6. La bataille des retraites en cours peut constituer un frein au projet néo-libéral, à l’échelle française voire européenne, où la privatisation et l’individualisation s’offrent comme seules perspectives, décidées par une poignée pour l’ensemble de la population. Plus qu’un frein d’ailleurs, infliger une défaite à Macron et à la bourgeoisie dans son ensemble serait porteur de fortes potentialités. Il n’est pas anodin que le MEDEF se félicite des déclarations d’Édouard Philippe et soit la seule organisation syndicale à défendre ce projet de réforme – car le patronat en a besoin pour accroître ses profits. C’est ici que Macron joue gros : il sait qu’imposer une réforme de ce type atomisera les capacités politiques du prolétariat mais il sait à l’inverse que s’il échoue, la puissance collective déployée pourra ouvrir de nouvelles perspectives pour la suite. Rien ne donne plus de force que de contraindre un gouvernement à se mettre à genoux. Rien ne donne plus de force que de faire l’expérience du pouvoir populaire. En cela, le combat contre la réforme des retraites est la mère de toutes les batailles. 
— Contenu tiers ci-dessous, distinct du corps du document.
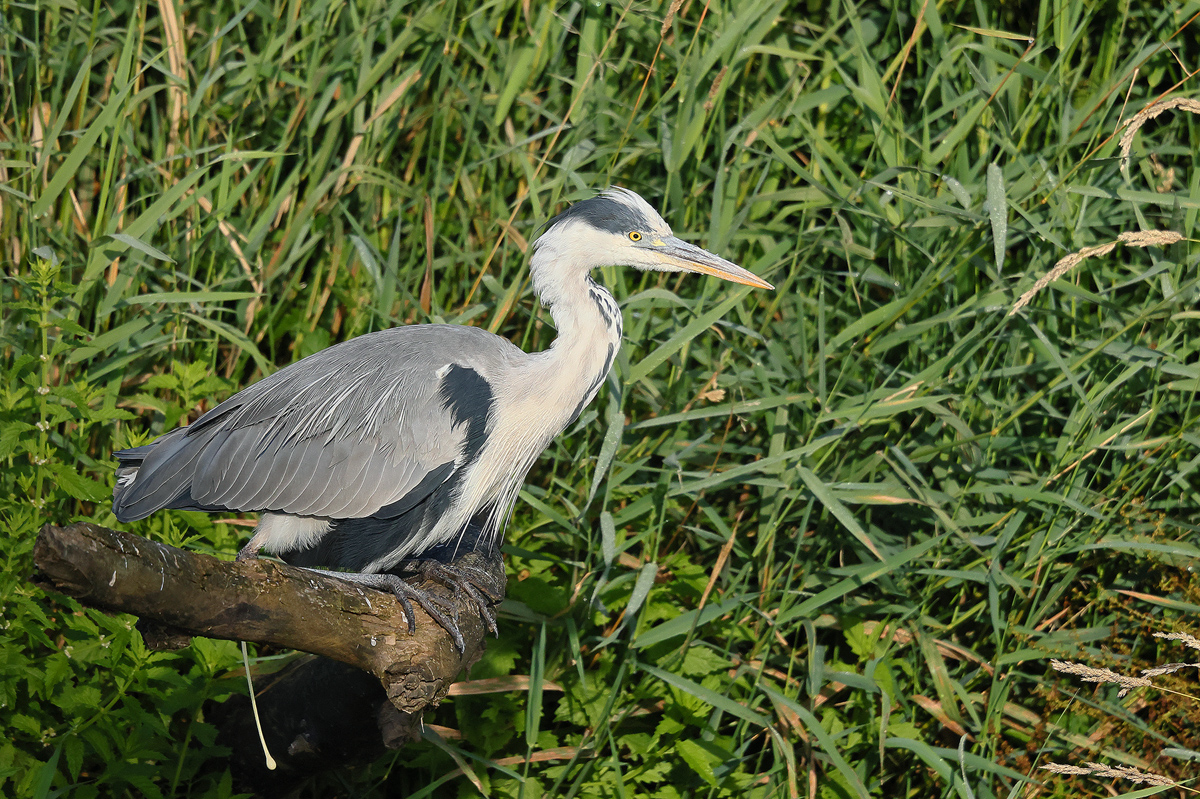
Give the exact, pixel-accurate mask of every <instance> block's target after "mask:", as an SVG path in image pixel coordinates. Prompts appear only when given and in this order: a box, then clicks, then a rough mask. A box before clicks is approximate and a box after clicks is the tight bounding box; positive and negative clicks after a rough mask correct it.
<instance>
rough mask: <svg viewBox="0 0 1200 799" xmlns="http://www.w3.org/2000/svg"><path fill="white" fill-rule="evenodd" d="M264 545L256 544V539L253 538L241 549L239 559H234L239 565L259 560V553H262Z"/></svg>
mask: <svg viewBox="0 0 1200 799" xmlns="http://www.w3.org/2000/svg"><path fill="white" fill-rule="evenodd" d="M262 548H263V545H262V543H254V539H253V537H251V539H250V541H247V542H246V546H244V547H242V548H241V549H238V557H236V558H234V560H236V561H238V563H244V561H246V560H254V559H256V558H258V553H259V551H262Z"/></svg>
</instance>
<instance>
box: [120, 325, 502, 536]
mask: <svg viewBox="0 0 1200 799" xmlns="http://www.w3.org/2000/svg"><path fill="white" fill-rule="evenodd" d="M520 356H523V353H521V350H518V349H517V348H515V347H514V346H512V344H510V343H509V342H508V341H505V340H503V338H499V337H497V336H493V335H491V334H488V332H486V331H482V330H479V329H475V328H463V326H457V325H415V326H409V328H396V329H392V330H385V331H380V332H378V334H370V335H367V336H360V337H359V338H354V340H350V341H348V342H344V343H342V344H337V346H335V347H331V348H329V349H325V350H322V352H320V353H317V354H316V355H311V356H308V358H306V359H304V360H301V361H298V362H296V364H293V365H292V366H289V367H287V368H283V370H281V371H278V372H276V373H275V374H272V376H270V377H268V378H264V379H263V380H259V382H258V383H256V384H254V385H252V386H250V388H247V389H246V390H244V391H241V392H240V394H238V395H235V396H234V397H230V398H229V399H227V401H226V402H223V403H221V404H220V405H218V407H216V408H214V409H212V410H210V411H209V413H208V414H205V415H204V416H202V417H200V419H199V420H197V421H196V422H194V423H193V425H192V426H191V427H187V428H181V429H180V431H173V432H170V433H168V434H167V435H163V437H162V438H160V439H158V440H157V441H155V443H154V444H151V445H149V452H148V453H145V455H143V453H142V450H145V449H146V447H138V451H137V452H136V455H137V456H140V457H142V461H140V465H139V467H138V473H137V476H136V479H133V480H132V481H126V483H127V485H124V486H119V488H118V492H116V493H115V494H114V509H115V510H116V511H118V516H119V517H124V518H143V517H144V516H146V515H149V513H150V512H152V511H155V510H157V509H160V507H181V506H187V507H200V509H204V510H220V509H228V510H241V511H272V512H282V513H293V515H299V516H322V517H329V518H361V517H366V516H371V515H373V513H376V512H377V511H379V510H380V509H384V507H388V506H391V505H392V504H395V503H402V504H415V503H416V501H420V497H416V495H415V494H422V495H427V494H428V493H431V492H432V491H434V489H436V488H437V486H438V485H440V483H442V482H444V481H445V480H446V479H449V477H450V475H451V474H452V473H454V469H452V468H446V467H448V465H452V464H455V463H457V462H458V461H460V458H461V456H462V453H463V451H464V446H467V443H466V440H464V439H466V432H464V429H463V427H464V426H463V425H456V420H455V414H454V413H452V411H451V409H450V408H448V407H446V402H445V399H444V398H443V397H442V396H440V395H439V384H440V377H442V373H439V370H443V367H445V366H446V365H448V364H457V365H463V366H466V367H468V368H470V370H473V371H475V372H476V373H478V374H479V376H480V377H481V378H482V379H484V380H488V379H492V378H494V377H496V376H497V374H503V372H504V370H505V368H506V366H508V365H509V364H511V362H512V360H514V359H516V358H520ZM128 457H130V459H131V461H132V459H133V457H134V456H132V455H131V456H128Z"/></svg>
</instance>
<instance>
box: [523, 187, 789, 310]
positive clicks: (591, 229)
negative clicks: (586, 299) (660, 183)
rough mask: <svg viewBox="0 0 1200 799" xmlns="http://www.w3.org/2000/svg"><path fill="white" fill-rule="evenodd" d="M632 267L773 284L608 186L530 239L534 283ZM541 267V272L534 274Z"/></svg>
mask: <svg viewBox="0 0 1200 799" xmlns="http://www.w3.org/2000/svg"><path fill="white" fill-rule="evenodd" d="M568 266H570V268H575V269H582V270H584V271H592V270H593V269H595V268H598V266H634V268H635V269H641V270H654V271H661V272H700V274H702V275H712V276H714V277H720V278H721V280H726V281H732V282H734V283H744V284H745V286H755V287H758V288H774V287H773V286H772V284H770V283H768V282H767V281H764V280H762V278H761V277H758V276H756V275H755V274H752V272H750V271H748V270H745V269H742V268H740V266H738V265H737V264H734V263H732V262H728V260H726V259H724V258H721V257H720V256H716V254H713V253H710V252H708V251H707V250H702V248H700V247H697V246H696V245H692V244H689V242H686V241H684V240H683V239H678V238H676V236H674V234H672V233H671V226H670V224H667V223H666V221H665V220H664V218H662V217H661V216H659V214H658V211H655V210H654V208H653V206H652V205H650V204H649V203H647V202H646V200H644V199H642V198H641V197H640V196H638V194H636V193H635V192H631V191H629V190H628V188H620V187H613V188H608V190H606V191H604V192H601V193H600V194H599V196H596V197H593V198H590V199H586V200H581V202H578V203H576V204H575V205H571V206H570V208H569V209H566V210H565V211H563V212H562V214H559V215H558V216H557V217H554V218H553V220H551V221H550V223H548V224H547V226H546V232H545V233H542V234H541V236H540V238H539V239H538V240H536V241H535V242H534V262H533V264H532V268H533V271H534V284H535V287H536V286H538V283H539V278H540V281H541V282H542V283H544V284H545V282H546V280H547V278H548V277H550V275H548V272H559V271H560V270H563V269H565V268H568ZM539 272H542V275H539Z"/></svg>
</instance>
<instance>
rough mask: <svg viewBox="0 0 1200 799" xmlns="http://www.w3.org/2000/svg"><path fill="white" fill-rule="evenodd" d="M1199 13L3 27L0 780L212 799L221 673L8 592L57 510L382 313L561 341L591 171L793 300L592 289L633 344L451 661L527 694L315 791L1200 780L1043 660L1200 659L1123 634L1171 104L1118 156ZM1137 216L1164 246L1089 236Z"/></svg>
mask: <svg viewBox="0 0 1200 799" xmlns="http://www.w3.org/2000/svg"><path fill="white" fill-rule="evenodd" d="M1198 13H1200V5H1198V4H1196V2H1194V1H1193V2H1186V4H1140V2H1128V1H1124V0H1114V1H1112V2H1103V4H1096V2H1087V1H1085V0H1043V1H1042V2H1034V1H1028V2H1004V4H988V2H968V1H954V0H950V1H949V2H947V1H931V0H898V1H894V2H876V4H856V2H853V1H852V0H847V1H846V2H841V4H822V2H811V1H809V2H803V1H802V2H776V1H769V2H768V1H762V0H727V1H726V0H713V1H712V2H701V1H700V0H688V1H686V2H683V4H682V5H680V4H678V2H676V4H667V2H656V1H655V2H641V1H635V0H629V1H628V2H625V1H620V0H618V1H617V2H593V1H588V2H566V4H558V5H557V7H553V8H552V7H551V6H550V4H529V2H516V1H515V0H496V1H493V2H485V4H464V2H463V4H461V2H454V1H444V2H421V4H404V2H398V1H397V2H388V1H386V0H379V1H372V0H358V1H354V2H350V4H343V2H341V1H325V0H311V1H308V0H306V1H305V2H299V0H294V1H289V2H284V1H282V0H281V1H278V2H275V4H274V5H272V4H270V2H262V1H259V2H229V1H227V0H208V1H206V2H194V1H191V0H175V1H173V0H161V1H160V2H154V4H136V2H130V1H127V0H109V1H108V2H96V4H78V5H76V4H40V2H34V4H30V2H14V1H13V0H0V47H2V52H0V86H2V89H0V253H2V254H0V263H2V264H4V281H2V283H0V298H2V302H4V314H2V323H0V335H2V341H0V347H2V350H0V352H2V356H0V373H2V382H0V423H2V429H0V458H2V462H4V469H2V470H0V486H2V488H0V516H2V519H4V527H5V530H6V539H5V546H4V554H2V555H0V570H2V571H0V607H2V621H0V627H2V629H0V727H2V729H4V731H5V735H4V737H2V740H0V794H4V795H10V797H54V795H70V797H160V795H162V797H175V795H188V797H197V798H199V797H226V795H229V794H230V792H232V783H230V779H229V775H228V773H227V769H226V764H224V763H226V762H224V752H223V750H221V747H220V746H217V745H216V744H215V731H214V727H212V726H211V725H210V723H209V722H208V721H206V719H208V716H206V713H208V711H206V704H205V703H206V702H210V701H214V699H221V698H223V697H227V696H229V695H232V693H235V692H239V691H242V690H244V681H242V680H241V678H240V675H239V673H238V671H236V669H238V661H236V650H235V647H234V644H232V643H228V642H212V641H196V642H194V643H193V644H192V645H191V647H190V648H188V649H185V650H182V651H180V653H174V654H163V653H151V651H148V650H146V649H145V647H144V644H143V643H142V641H140V637H139V635H138V633H137V632H134V631H132V627H131V623H132V620H131V619H128V618H112V617H108V615H104V614H102V613H98V612H95V611H91V609H85V608H80V607H79V606H78V605H77V603H76V602H73V601H70V600H65V599H62V597H55V596H47V595H44V594H43V593H41V591H40V590H37V589H35V588H34V587H31V585H30V584H29V583H28V582H26V579H28V577H29V575H30V572H31V569H32V565H31V547H32V541H34V536H35V535H36V531H37V529H38V527H40V525H41V524H43V523H44V522H48V521H53V522H66V521H72V519H79V518H86V519H94V521H97V522H100V523H104V524H113V523H114V518H113V517H112V515H110V510H109V505H108V499H107V498H108V495H109V489H110V488H109V487H110V481H112V468H113V465H114V464H113V461H112V458H110V456H109V453H110V451H112V450H113V449H115V447H121V446H127V445H131V444H137V443H142V441H145V440H148V439H149V438H151V437H154V435H157V434H161V433H163V432H166V431H168V429H170V428H173V427H175V426H176V425H179V423H182V422H186V421H187V420H192V419H194V417H196V416H198V415H199V414H200V413H202V411H203V410H204V409H205V408H209V407H211V405H212V404H214V403H216V402H218V401H220V399H222V398H224V397H227V396H229V395H230V394H232V392H234V391H235V390H238V389H239V388H240V386H244V385H246V384H248V383H251V382H252V380H254V379H256V378H258V377H260V376H262V374H264V373H266V372H269V371H271V370H274V368H277V367H278V366H281V365H284V364H288V362H290V361H293V360H295V359H299V358H301V356H304V355H307V354H310V353H312V352H314V350H317V349H320V348H323V347H325V346H328V344H330V343H332V342H335V341H340V340H343V338H347V337H350V336H354V335H358V334H362V332H367V331H370V330H376V329H379V328H386V326H390V325H396V324H407V323H420V322H431V320H449V322H454V323H458V324H473V325H480V326H485V328H487V329H490V330H493V331H497V332H499V334H502V335H504V336H509V337H511V338H512V340H514V341H515V342H517V343H520V344H521V346H522V347H524V348H530V349H535V348H542V347H546V346H547V344H548V343H550V341H551V340H552V338H553V335H554V334H553V330H552V328H551V326H550V324H548V323H550V320H548V317H547V316H546V314H545V313H544V312H542V311H541V310H540V308H539V307H538V306H536V302H535V301H534V298H533V295H532V290H530V287H529V283H528V275H527V270H526V264H527V259H528V245H529V241H530V240H533V239H534V238H535V236H536V233H538V226H539V224H540V223H541V222H544V221H545V220H547V218H548V217H550V216H551V215H552V214H553V212H556V211H557V210H559V209H562V208H563V205H564V203H566V202H570V200H574V199H577V198H581V197H586V196H589V194H592V193H593V192H594V191H596V190H599V188H601V187H605V186H607V185H611V184H619V185H623V186H629V187H632V188H635V190H637V191H638V192H641V193H643V194H644V196H646V197H647V198H649V199H650V202H652V203H653V204H655V205H656V206H659V208H660V209H661V210H662V212H664V215H665V216H666V218H667V220H668V221H670V222H671V223H672V224H673V226H674V228H676V232H677V233H679V234H680V235H683V236H684V238H688V239H690V240H695V241H697V242H700V244H702V245H703V246H707V247H708V248H710V250H714V251H716V252H719V253H722V254H725V256H728V257H731V258H733V259H734V260H737V262H739V263H740V264H743V265H745V266H746V268H749V269H751V270H752V271H755V272H757V274H760V275H762V276H763V277H766V278H767V280H770V281H772V282H774V283H775V284H776V286H778V289H776V290H775V292H774V293H767V292H752V290H748V289H745V288H740V287H733V286H730V284H724V283H720V282H718V281H712V280H702V278H695V277H686V278H677V277H676V276H664V275H642V274H637V272H626V271H617V270H611V269H610V270H602V272H604V274H602V275H599V276H598V277H599V278H601V280H602V281H604V282H605V283H606V284H607V286H608V287H611V288H612V290H613V292H614V294H616V295H617V296H618V299H619V300H620V301H622V304H623V306H624V311H625V319H626V334H625V335H626V344H625V348H624V350H623V354H622V358H620V360H619V362H618V366H617V368H616V371H614V374H613V378H612V380H611V382H610V384H608V385H607V388H606V389H605V390H604V391H602V394H601V395H600V398H599V399H598V401H596V402H595V403H594V404H593V407H592V408H590V409H589V410H588V411H587V413H586V414H584V415H583V416H582V417H581V419H580V420H578V421H577V423H575V425H574V426H572V427H571V428H570V429H569V431H568V433H566V434H565V435H563V437H562V438H560V439H559V440H558V441H557V443H556V444H554V445H553V446H552V447H551V450H550V451H548V453H547V455H546V456H545V457H544V458H542V459H541V461H540V462H539V464H538V465H536V467H535V469H534V471H533V474H532V475H530V480H529V485H528V487H527V491H526V492H524V493H523V494H522V498H521V501H520V504H518V507H517V510H516V513H515V517H514V519H512V523H511V524H510V525H509V530H508V540H509V542H510V548H509V551H508V558H509V573H510V576H511V578H510V599H509V600H508V601H506V602H505V605H504V612H503V624H502V636H500V638H499V641H496V642H493V643H492V644H491V649H490V654H488V656H487V659H486V660H485V661H484V662H482V663H481V665H480V666H479V667H478V668H476V669H474V671H473V673H472V678H486V677H499V678H512V679H511V681H510V683H502V685H510V686H512V687H514V689H516V687H517V686H520V685H522V684H523V683H522V680H521V679H520V678H521V675H532V680H530V684H532V687H530V690H527V691H520V690H511V691H502V692H497V693H492V695H487V696H470V697H460V698H455V699H452V701H449V702H446V703H445V704H444V705H443V707H442V708H440V709H439V710H438V711H436V713H433V714H430V716H428V717H427V721H428V722H431V725H434V723H436V725H440V726H442V727H444V728H449V731H458V732H460V733H461V738H460V739H455V738H454V737H452V734H451V732H448V731H445V729H444V731H443V733H444V739H437V737H436V735H433V734H431V737H430V741H427V743H424V744H420V745H419V746H418V747H415V749H410V750H406V751H401V752H398V753H396V755H392V756H389V757H385V758H383V759H382V761H379V762H376V763H373V764H370V765H362V767H356V768H353V769H350V768H348V769H344V770H343V771H342V773H340V774H336V775H331V776H329V777H326V779H324V780H323V781H320V782H318V783H317V785H314V786H311V787H310V788H307V789H306V791H305V792H304V793H302V795H312V797H330V795H346V797H383V795H406V794H409V793H410V794H412V795H437V797H445V795H476V794H478V793H480V792H482V793H485V794H487V795H496V797H518V795H520V797H538V795H542V794H546V795H554V797H569V795H580V797H590V795H606V797H635V795H636V797H642V795H647V797H649V795H653V797H664V798H672V797H724V795H739V797H740V795H745V797H768V795H769V797H778V795H821V797H827V798H840V797H889V798H894V797H930V795H937V797H964V798H967V797H978V798H980V799H983V798H990V797H1009V795H1022V797H1032V795H1050V797H1052V795H1110V793H1109V792H1110V787H1111V780H1099V781H1097V780H1093V779H1090V777H1080V776H1074V777H1066V776H1054V775H1050V774H1048V773H1045V771H1043V770H1039V769H1038V768H1037V767H1038V765H1042V764H1045V763H1050V762H1058V763H1075V764H1079V763H1082V762H1085V761H1099V762H1102V763H1106V764H1111V765H1121V764H1124V765H1130V767H1134V768H1138V769H1141V770H1146V771H1156V773H1159V774H1164V775H1168V776H1169V777H1172V779H1187V777H1189V776H1192V775H1193V774H1194V773H1195V771H1194V769H1195V765H1194V763H1193V764H1189V763H1188V758H1189V757H1190V755H1189V750H1195V749H1200V740H1198V729H1200V727H1198V722H1200V705H1198V703H1196V701H1195V699H1190V701H1188V699H1181V698H1180V697H1172V696H1170V695H1166V693H1162V692H1159V691H1153V690H1145V689H1139V690H1138V691H1134V692H1133V693H1132V695H1130V696H1128V697H1124V698H1118V697H1117V695H1116V689H1115V687H1112V689H1109V687H1099V689H1096V690H1092V687H1091V686H1084V685H1082V684H1080V683H1078V681H1076V683H1070V681H1060V680H1058V679H1057V675H1056V674H1055V673H1054V672H1051V671H1049V668H1048V659H1050V657H1051V656H1054V657H1066V659H1073V660H1078V661H1081V662H1087V663H1091V665H1093V666H1104V667H1112V668H1116V669H1120V671H1124V672H1132V671H1133V669H1134V668H1135V667H1139V666H1147V665H1153V663H1154V662H1158V661H1162V660H1186V659H1187V656H1186V654H1184V651H1186V650H1183V649H1182V648H1181V647H1180V645H1178V644H1176V643H1174V642H1162V641H1159V639H1156V638H1152V637H1150V633H1151V632H1153V631H1172V630H1176V631H1193V632H1194V631H1195V619H1196V617H1195V613H1196V611H1200V588H1198V584H1196V579H1195V576H1194V573H1193V567H1194V565H1195V563H1196V555H1198V552H1200V549H1198V541H1196V531H1198V524H1200V511H1198V507H1200V505H1198V501H1200V475H1198V470H1196V467H1198V465H1200V428H1198V423H1196V422H1198V419H1200V407H1198V402H1196V390H1198V388H1200V336H1198V330H1200V329H1198V324H1196V323H1198V317H1200V312H1198V310H1196V300H1198V288H1200V287H1198V277H1196V260H1198V252H1200V251H1198V247H1196V244H1195V240H1194V239H1195V230H1196V211H1198V209H1200V163H1198V142H1200V137H1198V136H1196V133H1198V125H1200V118H1198V116H1196V115H1195V110H1196V108H1200V104H1187V103H1186V104H1183V106H1180V107H1176V108H1174V109H1170V110H1168V112H1166V113H1164V114H1163V115H1160V116H1158V118H1157V119H1154V120H1153V121H1150V122H1148V124H1147V125H1146V126H1145V127H1142V128H1141V130H1140V131H1139V132H1138V133H1136V134H1135V136H1134V137H1133V139H1132V142H1130V148H1132V152H1130V158H1129V162H1128V164H1127V166H1126V167H1124V168H1122V162H1121V157H1120V156H1121V152H1120V142H1118V139H1120V137H1121V133H1122V132H1123V131H1122V128H1121V125H1122V124H1123V122H1124V121H1126V120H1129V119H1130V118H1132V116H1134V114H1136V113H1138V112H1139V110H1141V109H1142V108H1145V107H1146V106H1147V104H1148V103H1151V102H1152V101H1154V100H1156V98H1159V97H1183V98H1189V97H1195V96H1196V78H1194V77H1192V74H1193V72H1192V71H1194V70H1196V68H1198V67H1200V38H1198V36H1196V30H1198V28H1196V25H1198V23H1196V22H1195V17H1196V14H1198ZM1193 102H1194V101H1193ZM1139 230H1170V232H1175V233H1177V234H1181V235H1182V236H1183V240H1182V241H1176V242H1174V244H1163V245H1162V246H1157V247H1138V246H1127V245H1124V244H1122V245H1120V246H1117V247H1116V248H1112V250H1111V251H1106V252H1105V251H1085V248H1088V247H1096V246H1099V245H1105V244H1106V242H1112V241H1116V240H1117V238H1118V236H1120V235H1121V234H1129V233H1135V232H1139ZM1169 239H1170V238H1168V239H1164V241H1166V240H1169ZM1130 244H1136V242H1130ZM1080 251H1085V254H1087V253H1092V254H1091V256H1090V257H1087V258H1085V259H1082V260H1081V263H1079V264H1078V265H1076V266H1075V268H1074V270H1072V271H1070V272H1068V274H1066V275H1063V276H1062V277H1060V278H1058V280H1056V281H1054V282H1051V283H1050V284H1049V286H1045V287H1044V288H1042V289H1040V290H1039V292H1038V293H1037V294H1036V295H1033V298H1032V300H1031V302H1030V304H1028V305H1027V306H1026V307H1024V308H1021V310H1020V311H1019V312H1018V313H1015V314H1009V311H1010V310H1012V308H1013V307H1014V306H1015V305H1016V301H1018V298H1020V296H1021V295H1022V294H1024V293H1026V292H1028V290H1030V289H1032V288H1033V287H1034V283H1036V281H1038V278H1040V277H1043V276H1045V275H1046V274H1048V272H1049V271H1050V270H1051V269H1052V268H1054V265H1055V264H1056V263H1057V262H1058V260H1060V259H1062V258H1064V257H1067V256H1069V254H1070V253H1078V252H1080ZM131 527H132V529H133V530H136V531H138V533H142V534H144V535H148V536H150V537H154V539H156V540H162V541H167V542H172V543H182V545H184V546H188V547H192V548H196V549H205V551H215V552H220V553H224V554H228V555H232V554H233V552H234V551H235V549H236V547H238V546H239V543H240V542H241V541H242V540H244V537H245V535H246V527H245V525H244V524H242V525H239V524H236V523H230V522H228V521H220V519H212V518H210V517H206V516H204V515H198V513H182V512H180V513H160V515H156V516H154V517H151V518H150V519H146V521H145V522H140V523H138V524H134V525H131ZM276 656H277V657H286V656H287V655H286V654H283V655H276ZM1194 659H1195V657H1193V660H1194ZM1162 679H1164V680H1168V681H1169V680H1172V679H1175V680H1180V681H1182V683H1183V684H1184V685H1186V684H1187V681H1188V680H1192V681H1193V683H1194V674H1188V673H1187V672H1183V673H1181V674H1176V675H1174V677H1165V678H1162ZM431 729H432V728H431ZM463 771H467V774H466V775H463ZM1038 783H1042V785H1040V787H1039V786H1038ZM1133 787H1134V786H1133V783H1129V782H1123V783H1118V788H1117V789H1118V791H1122V789H1133ZM1175 791H1176V793H1177V791H1178V789H1175Z"/></svg>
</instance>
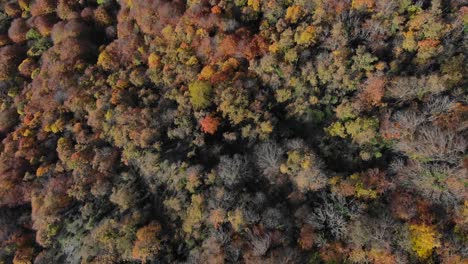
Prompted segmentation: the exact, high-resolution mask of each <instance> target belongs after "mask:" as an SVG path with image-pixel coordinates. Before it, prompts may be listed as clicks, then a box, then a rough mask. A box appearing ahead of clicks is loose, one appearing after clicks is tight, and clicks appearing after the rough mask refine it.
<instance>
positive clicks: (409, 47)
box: [402, 31, 418, 51]
mask: <svg viewBox="0 0 468 264" xmlns="http://www.w3.org/2000/svg"><path fill="white" fill-rule="evenodd" d="M403 36H404V37H405V39H404V40H403V43H402V47H403V49H405V50H407V51H414V50H416V48H417V47H418V43H417V42H416V39H415V38H414V32H413V31H408V32H405V33H403Z"/></svg>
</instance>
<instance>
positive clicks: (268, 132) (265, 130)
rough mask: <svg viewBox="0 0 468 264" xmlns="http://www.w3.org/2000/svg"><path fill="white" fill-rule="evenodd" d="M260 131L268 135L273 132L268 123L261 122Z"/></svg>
mask: <svg viewBox="0 0 468 264" xmlns="http://www.w3.org/2000/svg"><path fill="white" fill-rule="evenodd" d="M260 130H261V131H262V133H266V134H269V133H271V132H273V126H272V125H271V122H270V121H266V122H262V123H261V124H260Z"/></svg>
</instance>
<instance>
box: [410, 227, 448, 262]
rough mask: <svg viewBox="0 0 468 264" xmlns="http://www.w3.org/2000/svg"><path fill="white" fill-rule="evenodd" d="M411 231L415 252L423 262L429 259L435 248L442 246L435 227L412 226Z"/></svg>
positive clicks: (413, 249)
mask: <svg viewBox="0 0 468 264" xmlns="http://www.w3.org/2000/svg"><path fill="white" fill-rule="evenodd" d="M409 229H410V234H411V245H412V248H413V251H414V252H415V253H416V255H417V256H418V257H419V258H421V259H423V260H425V259H427V258H429V257H430V256H431V255H432V252H433V250H434V248H437V247H440V246H441V244H440V241H439V234H438V233H437V231H436V228H435V226H430V225H426V224H412V225H410V227H409Z"/></svg>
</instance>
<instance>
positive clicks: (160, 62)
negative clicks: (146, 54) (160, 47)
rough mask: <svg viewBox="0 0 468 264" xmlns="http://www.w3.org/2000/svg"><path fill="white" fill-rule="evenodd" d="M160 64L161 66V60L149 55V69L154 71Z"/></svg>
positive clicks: (159, 58)
mask: <svg viewBox="0 0 468 264" xmlns="http://www.w3.org/2000/svg"><path fill="white" fill-rule="evenodd" d="M160 64H161V58H160V57H159V56H158V55H157V54H155V53H151V54H150V55H149V56H148V67H149V68H150V69H154V68H156V67H158V66H159V65H160Z"/></svg>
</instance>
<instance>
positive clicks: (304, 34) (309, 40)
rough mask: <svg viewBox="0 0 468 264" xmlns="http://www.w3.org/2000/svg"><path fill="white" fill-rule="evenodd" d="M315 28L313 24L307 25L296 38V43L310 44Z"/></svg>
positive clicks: (315, 29) (309, 44)
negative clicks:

7. Parmi les enseignements à tirer des dernières années de lutte, il y a celui-ci : ne jamais se contenter d’une seule forme d’action ou d’intervention, démultiplier au contraire les manières d’agir, innover, bloquer et attaquer là où on ne nous attend pas, nouer des alliances insolites, fracturer les portes du vieux monde et prendre d’assaut les métropoles. La manifestation nationale du 17 décembre et celles d’après ne doivent pas être comprises comme la conclusion d’un mouvement, mais comme le début, ou plutôt la continuité, de la construction d’un bloc révolutionnaire, capable de favoriser la maturation de contre-pouvoirs partout sur le territoire, contre le gouvernement de Macron et les suivants.

Des manifestations aux blocages, des ronds-points aux dépôts RATP, souvenons-nous, comme le disait encore Mario Tronti, « [qu’il] n’y a pas de processus révolutionnaire, sans volonté révolutionnaire ».